Design and construction
- Architect: Jean-Pierre Cluysenaar

= De Viron Castle =

Castle in Dilbeek, Flemish Brabant, Belgium

De Viron Castle (Kasteel de Viron; Château de Viron) is a castle in Dilbeek, Flemish Brabant, Belgium. It has served as the town hall of Dilbeek and offices of the municipality since 1923 and was listed as a protected monument in 1990.

==History==
The castle was built in 1863 by the Dutch architect Jean-Pierre Cluysenaar, and commissioned by the de Viron family, which had settled in Dilbeek in 1775. It was built in Renaissance Revival style on the ruins of a 14th-century fortification, which was destroyed in 1862. One of the medieval towers, the Sint-Alenatoren, can still be seen in the park surrounding the current building.
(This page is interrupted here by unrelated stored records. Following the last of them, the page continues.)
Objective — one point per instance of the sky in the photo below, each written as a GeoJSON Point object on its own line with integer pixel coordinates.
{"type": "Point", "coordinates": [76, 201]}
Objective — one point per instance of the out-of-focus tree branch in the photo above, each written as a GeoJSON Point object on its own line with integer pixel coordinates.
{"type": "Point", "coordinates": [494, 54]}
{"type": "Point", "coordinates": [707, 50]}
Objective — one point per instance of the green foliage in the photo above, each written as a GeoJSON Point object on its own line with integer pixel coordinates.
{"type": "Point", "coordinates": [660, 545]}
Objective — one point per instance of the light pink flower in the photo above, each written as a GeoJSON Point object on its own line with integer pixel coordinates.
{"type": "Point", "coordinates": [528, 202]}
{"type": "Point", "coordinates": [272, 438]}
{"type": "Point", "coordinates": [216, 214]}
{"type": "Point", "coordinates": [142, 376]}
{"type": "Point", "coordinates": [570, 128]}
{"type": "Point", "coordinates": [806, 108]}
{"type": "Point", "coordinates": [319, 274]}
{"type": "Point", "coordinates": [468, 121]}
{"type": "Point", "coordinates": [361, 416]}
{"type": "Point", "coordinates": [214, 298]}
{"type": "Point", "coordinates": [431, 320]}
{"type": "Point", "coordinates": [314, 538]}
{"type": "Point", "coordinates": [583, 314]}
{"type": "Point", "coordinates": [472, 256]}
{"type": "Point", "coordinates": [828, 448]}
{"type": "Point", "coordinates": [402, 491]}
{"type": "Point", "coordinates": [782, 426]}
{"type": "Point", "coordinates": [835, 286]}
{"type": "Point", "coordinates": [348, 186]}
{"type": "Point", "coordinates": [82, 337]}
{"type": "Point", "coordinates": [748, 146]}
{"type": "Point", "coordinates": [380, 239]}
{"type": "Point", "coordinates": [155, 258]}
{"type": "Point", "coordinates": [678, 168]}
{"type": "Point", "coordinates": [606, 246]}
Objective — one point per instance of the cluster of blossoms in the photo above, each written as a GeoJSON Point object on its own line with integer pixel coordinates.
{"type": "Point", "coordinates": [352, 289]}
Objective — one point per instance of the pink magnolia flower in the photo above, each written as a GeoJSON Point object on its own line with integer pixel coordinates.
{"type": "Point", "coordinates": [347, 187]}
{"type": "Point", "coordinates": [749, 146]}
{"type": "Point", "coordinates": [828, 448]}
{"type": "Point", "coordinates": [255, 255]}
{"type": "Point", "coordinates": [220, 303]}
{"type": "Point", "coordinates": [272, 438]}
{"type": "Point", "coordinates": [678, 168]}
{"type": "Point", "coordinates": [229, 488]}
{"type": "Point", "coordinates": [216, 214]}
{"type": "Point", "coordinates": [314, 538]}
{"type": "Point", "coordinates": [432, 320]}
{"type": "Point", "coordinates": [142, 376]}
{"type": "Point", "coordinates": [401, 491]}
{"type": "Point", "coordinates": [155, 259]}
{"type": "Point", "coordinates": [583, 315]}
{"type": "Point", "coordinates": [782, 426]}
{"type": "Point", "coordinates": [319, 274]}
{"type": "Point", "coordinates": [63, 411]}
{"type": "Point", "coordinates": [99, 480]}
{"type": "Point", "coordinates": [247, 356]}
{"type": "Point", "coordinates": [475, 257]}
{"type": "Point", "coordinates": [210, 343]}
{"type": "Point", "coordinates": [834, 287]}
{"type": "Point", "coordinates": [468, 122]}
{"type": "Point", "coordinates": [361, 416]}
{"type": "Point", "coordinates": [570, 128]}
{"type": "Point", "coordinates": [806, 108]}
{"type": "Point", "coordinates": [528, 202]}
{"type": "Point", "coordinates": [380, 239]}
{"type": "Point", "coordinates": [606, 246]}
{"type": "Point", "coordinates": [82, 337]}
It is named after Saint Alena, who lived in Dilbeek. It became the town hall of Dilbeek in 1923, and was protected as a monument in 1990.

==Architecture==
The castle counts 12 towers, 52 rooms, 365 windows and 7 staircases. This refers to the Julian calendar, which has 12 months, 52 weeks, 365 days and 7 days in a week. The castle lies in a park, with several other buildings of interest: a farm, an ice cellar and a coach house.